Die Männerliga kümmert seit Jahren dahin. In der gerade begonnenen Saison spielt ein Neunerfeld, das auch die kaum konkurrenzfähigen Talente des VC Olympia Berlin, die mit einem Sonderspielrecht antreten, und die des TSV Haching München einschließt. Die Teilnehmer des Playoff-Viertelfinals stehen - da die jungen Berliner vorher regelkonform ausscheiden - schon vorher fest. Und Meister werden, wie neunmal in den vergangenen zehn Jahren, bestimmt wieder die Berlin Volleys.

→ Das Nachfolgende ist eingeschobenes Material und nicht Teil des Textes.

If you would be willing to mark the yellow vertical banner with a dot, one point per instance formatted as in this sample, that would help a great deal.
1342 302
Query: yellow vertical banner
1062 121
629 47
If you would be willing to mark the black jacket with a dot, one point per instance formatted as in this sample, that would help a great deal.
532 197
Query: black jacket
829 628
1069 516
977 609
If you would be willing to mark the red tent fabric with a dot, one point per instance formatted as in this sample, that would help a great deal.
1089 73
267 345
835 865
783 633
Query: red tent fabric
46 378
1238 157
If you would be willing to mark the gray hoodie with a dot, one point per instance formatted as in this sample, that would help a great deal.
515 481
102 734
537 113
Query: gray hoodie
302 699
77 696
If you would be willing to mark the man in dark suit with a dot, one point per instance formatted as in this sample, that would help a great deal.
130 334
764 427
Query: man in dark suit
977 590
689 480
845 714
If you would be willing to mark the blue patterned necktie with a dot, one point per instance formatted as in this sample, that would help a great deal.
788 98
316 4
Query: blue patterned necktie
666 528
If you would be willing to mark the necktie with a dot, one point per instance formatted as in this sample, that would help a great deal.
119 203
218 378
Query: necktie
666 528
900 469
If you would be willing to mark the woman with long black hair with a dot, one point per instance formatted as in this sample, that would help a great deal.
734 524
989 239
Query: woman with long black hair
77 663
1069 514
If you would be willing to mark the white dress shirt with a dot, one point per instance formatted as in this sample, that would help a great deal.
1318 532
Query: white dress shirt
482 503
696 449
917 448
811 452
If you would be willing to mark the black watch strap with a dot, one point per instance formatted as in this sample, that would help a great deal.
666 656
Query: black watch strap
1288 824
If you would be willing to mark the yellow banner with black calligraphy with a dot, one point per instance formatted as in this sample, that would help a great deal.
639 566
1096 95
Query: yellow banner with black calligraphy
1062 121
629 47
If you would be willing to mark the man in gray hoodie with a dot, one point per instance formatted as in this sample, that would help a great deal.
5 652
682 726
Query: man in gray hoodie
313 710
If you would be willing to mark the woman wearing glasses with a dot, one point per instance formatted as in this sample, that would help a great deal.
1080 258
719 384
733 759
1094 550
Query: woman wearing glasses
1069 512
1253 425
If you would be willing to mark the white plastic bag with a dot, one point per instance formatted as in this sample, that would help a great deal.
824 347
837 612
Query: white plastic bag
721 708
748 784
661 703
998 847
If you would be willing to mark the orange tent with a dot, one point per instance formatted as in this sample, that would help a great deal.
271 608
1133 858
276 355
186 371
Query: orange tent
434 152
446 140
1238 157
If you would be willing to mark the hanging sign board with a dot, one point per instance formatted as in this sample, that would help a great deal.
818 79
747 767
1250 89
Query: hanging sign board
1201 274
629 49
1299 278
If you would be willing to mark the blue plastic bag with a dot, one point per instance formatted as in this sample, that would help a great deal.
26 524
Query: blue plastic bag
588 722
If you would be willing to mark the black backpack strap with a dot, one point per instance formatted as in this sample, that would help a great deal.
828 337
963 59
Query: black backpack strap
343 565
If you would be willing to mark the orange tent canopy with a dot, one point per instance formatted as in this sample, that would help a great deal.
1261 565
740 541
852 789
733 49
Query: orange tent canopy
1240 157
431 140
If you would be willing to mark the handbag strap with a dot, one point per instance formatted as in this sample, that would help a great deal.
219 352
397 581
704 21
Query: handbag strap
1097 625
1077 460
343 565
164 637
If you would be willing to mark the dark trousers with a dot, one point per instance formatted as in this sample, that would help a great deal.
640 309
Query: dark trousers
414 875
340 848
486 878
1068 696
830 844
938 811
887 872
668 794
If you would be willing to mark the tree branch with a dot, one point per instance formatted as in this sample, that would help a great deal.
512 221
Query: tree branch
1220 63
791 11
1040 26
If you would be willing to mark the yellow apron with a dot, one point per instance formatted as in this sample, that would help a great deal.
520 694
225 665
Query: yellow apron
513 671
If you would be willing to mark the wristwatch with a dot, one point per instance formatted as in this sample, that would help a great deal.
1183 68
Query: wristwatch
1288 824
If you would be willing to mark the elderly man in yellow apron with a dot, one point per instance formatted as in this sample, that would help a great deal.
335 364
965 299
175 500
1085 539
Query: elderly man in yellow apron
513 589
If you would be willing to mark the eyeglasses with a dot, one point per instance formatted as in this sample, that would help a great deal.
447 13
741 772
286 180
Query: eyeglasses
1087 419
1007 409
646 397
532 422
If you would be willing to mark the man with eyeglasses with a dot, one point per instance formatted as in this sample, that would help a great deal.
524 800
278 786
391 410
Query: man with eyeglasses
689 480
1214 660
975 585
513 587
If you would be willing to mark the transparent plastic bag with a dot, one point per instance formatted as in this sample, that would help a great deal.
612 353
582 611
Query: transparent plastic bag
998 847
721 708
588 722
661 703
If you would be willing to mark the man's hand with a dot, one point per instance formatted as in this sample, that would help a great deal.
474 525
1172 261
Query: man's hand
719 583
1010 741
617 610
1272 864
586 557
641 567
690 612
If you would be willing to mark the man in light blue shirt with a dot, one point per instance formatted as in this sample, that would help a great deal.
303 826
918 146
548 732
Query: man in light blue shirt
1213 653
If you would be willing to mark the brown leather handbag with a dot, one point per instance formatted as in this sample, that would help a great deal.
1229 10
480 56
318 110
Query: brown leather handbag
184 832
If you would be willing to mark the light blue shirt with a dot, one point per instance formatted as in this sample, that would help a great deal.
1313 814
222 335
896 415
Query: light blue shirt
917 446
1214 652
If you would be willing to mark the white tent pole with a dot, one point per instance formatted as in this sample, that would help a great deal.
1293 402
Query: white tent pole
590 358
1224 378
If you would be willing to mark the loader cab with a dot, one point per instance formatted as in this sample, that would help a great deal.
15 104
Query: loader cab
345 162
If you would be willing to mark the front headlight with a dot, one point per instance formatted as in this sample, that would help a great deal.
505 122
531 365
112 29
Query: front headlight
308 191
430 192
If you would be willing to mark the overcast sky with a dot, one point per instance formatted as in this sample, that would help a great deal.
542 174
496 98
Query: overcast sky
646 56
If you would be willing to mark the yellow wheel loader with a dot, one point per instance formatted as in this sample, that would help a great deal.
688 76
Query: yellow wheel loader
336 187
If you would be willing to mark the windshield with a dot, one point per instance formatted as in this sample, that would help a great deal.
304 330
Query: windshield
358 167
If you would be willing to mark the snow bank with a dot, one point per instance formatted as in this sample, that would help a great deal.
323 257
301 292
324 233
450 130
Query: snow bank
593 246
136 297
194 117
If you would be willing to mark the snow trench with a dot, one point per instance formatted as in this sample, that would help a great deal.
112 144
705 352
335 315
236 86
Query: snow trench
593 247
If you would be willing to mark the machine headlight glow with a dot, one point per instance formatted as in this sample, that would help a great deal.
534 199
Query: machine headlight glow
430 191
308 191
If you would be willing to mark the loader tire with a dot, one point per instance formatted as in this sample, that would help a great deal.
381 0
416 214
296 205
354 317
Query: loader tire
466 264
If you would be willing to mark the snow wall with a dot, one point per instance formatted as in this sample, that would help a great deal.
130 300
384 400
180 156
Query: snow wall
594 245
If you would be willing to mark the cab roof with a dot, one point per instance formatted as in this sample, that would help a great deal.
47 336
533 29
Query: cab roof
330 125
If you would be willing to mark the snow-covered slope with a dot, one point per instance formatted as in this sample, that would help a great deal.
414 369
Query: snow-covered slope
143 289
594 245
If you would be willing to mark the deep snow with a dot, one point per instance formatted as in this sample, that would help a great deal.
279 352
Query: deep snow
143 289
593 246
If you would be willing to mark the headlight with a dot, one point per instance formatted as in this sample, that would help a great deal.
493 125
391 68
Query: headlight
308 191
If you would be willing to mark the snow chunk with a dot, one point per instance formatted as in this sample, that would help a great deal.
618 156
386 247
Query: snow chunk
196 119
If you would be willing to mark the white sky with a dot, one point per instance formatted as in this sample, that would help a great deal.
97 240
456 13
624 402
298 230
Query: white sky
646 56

Zumal auch der frühere Volleyballgigant Friedrichshafen, der an diesem Sonntag zum großen Duell in Berlin antritt, strukturell zu kämpfen hat: In seine neue Halle, einen umgebauten Flugzeughangar, darf der VfB nun kurzfristig erst im nächsten Kalenderjahr hinein.

Dieses traurige Bild will die Volleyball-Bundesliga (VBL) zur Saison 2023/24 ändern. Der Aufstieg soll für die Zweitligisten wesentlich erleichtert werden. Konkret heißt das, dass sie den bisherigen Mindestetat von 200 000 Euro nicht mehr aufbringen müssen, auch die erstligataugliche Halle, die viele Zweitligisten nicht haben, müssen sie nicht gleich planen. Wichtig sind der VBL zunächst mal ein "qualitativ hochwertiges Streaming-Angebot, ein fremdlinienfreier Boden und dass auch Spiele unter der Woche möglich sind", wie Geschäftsführerin Julia Retzlaff sagt.

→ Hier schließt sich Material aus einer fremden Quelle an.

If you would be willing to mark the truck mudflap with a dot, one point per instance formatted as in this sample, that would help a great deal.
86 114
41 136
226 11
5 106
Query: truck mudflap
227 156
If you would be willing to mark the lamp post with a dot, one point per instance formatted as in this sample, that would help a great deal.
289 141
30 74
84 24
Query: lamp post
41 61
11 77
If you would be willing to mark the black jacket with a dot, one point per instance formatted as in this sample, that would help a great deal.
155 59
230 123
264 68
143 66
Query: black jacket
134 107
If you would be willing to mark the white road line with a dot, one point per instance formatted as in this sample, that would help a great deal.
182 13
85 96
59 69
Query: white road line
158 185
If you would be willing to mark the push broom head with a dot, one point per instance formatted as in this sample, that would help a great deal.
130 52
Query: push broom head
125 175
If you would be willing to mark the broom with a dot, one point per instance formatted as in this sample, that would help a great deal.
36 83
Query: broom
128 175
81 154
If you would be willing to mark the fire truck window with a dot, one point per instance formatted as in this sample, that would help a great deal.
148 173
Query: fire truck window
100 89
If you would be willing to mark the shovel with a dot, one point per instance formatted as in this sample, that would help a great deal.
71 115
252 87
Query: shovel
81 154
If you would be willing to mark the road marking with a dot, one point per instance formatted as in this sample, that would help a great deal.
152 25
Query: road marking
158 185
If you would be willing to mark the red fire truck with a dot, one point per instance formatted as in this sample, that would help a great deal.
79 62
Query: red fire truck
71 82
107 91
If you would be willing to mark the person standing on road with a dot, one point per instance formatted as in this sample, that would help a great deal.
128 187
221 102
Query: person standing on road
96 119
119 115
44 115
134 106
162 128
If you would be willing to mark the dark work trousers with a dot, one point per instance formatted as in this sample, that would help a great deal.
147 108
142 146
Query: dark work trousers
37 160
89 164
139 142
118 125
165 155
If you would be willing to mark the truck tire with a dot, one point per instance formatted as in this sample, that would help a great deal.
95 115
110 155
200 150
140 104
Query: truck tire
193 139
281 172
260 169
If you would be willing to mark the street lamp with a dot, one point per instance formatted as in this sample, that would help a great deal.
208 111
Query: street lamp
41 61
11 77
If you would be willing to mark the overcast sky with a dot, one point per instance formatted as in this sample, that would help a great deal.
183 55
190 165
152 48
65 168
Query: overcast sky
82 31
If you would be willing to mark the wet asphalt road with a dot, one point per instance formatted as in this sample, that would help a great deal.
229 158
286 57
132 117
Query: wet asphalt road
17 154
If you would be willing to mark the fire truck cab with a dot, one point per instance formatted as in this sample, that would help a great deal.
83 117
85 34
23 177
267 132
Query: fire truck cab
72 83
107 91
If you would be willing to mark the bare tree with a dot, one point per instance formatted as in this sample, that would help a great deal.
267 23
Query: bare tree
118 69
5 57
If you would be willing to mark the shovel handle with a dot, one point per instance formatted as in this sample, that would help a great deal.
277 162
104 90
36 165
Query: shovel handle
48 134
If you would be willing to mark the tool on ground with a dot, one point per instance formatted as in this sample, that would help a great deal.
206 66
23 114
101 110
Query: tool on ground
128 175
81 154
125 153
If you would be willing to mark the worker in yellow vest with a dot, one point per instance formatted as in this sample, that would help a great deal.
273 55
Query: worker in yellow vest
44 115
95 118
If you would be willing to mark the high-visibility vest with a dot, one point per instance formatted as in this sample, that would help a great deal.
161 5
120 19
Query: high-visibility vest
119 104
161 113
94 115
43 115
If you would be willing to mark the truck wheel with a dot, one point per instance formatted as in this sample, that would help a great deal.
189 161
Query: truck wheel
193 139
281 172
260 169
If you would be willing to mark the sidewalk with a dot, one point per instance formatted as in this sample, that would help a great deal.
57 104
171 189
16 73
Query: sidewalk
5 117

Die Frauen-Bundesliga ist wesentlich attraktiver als ihr Männer-Pendant

Die Baden Volleys aus Karlsruhe, die mit vier Siegen aus vier Spielen die zweite Liga Süd anführen, haben bereits ihr Aufstiegsinteresse signalisiert, im Münchner Umland plant der Neu-Zweitligist ASV Dachau, mittelfristig gar wieder in den Profivolleyball zurückzukehren. Die VBL teilte am Donnerstag mit, sie befinde sich "in intensiven Gesprächen mit sechs Zweitligisten, die in den kommenden ein bis zwei Jahren aufsteigen wollen". Ihr Schritt hin zum vereinfachten Aufstieg zeigt zugleich, dass der ehrgeizige Masterplan, der große Arenen oder höhere Etat- und Zuschauerzahlen beinhaltete, in seiner bisherigen Form gescheitert ist. Was die TV-Vermarktung angeht, ist die Männer-Bundesliga ohnehin in der Streaming-Nische verschwunden.

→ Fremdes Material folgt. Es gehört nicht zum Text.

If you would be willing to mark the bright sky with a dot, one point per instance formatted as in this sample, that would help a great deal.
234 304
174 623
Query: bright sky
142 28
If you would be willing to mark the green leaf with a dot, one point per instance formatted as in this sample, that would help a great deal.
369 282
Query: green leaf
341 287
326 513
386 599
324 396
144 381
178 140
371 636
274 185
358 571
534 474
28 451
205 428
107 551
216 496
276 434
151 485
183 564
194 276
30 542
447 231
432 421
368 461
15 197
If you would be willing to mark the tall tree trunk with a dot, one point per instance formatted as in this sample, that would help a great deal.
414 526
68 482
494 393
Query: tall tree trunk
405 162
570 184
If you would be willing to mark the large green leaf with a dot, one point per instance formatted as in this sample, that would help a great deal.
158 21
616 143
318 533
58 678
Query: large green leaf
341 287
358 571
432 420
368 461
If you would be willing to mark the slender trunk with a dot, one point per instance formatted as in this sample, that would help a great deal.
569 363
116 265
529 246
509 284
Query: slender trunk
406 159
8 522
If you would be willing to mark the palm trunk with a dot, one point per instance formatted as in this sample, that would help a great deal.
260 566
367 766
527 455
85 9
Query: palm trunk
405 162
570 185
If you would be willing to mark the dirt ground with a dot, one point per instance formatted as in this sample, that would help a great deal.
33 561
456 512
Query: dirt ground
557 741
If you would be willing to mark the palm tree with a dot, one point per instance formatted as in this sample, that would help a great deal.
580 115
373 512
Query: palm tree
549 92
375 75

Während die Männer längst zum Sorgenkind geworden sind, sieht es bei den Volleyballerinnen ein bisschen anders aus. Auch deren Profiliga hat das Problem, dass seit 2016 in Erfurt, Straubing und Neuwied nur drei Mannschaften aufsteigen wollten. Zugleich spielen dort zwölf Teams, die nicht nur im Schnitt mehr Zuschauer haben als die Männer, sondern auch wirtschaftlich solider dastehen. Die Volleyballerinnen stellten bis zuletzt stets die zuschauerträchtigste Frauenliga im deutschen Mannschaftssport, sie ist weitaus präsenter im Sportfernsehen als ihr männliches Pendant - und durch den Konkurrenzkampf der großen Vier, Stuttgart, Schwerin, Dresden und Potsdam, sportlich attraktiver. Ihr Ziel: bald zu den Top-drei-Ligen Europas zu gehören.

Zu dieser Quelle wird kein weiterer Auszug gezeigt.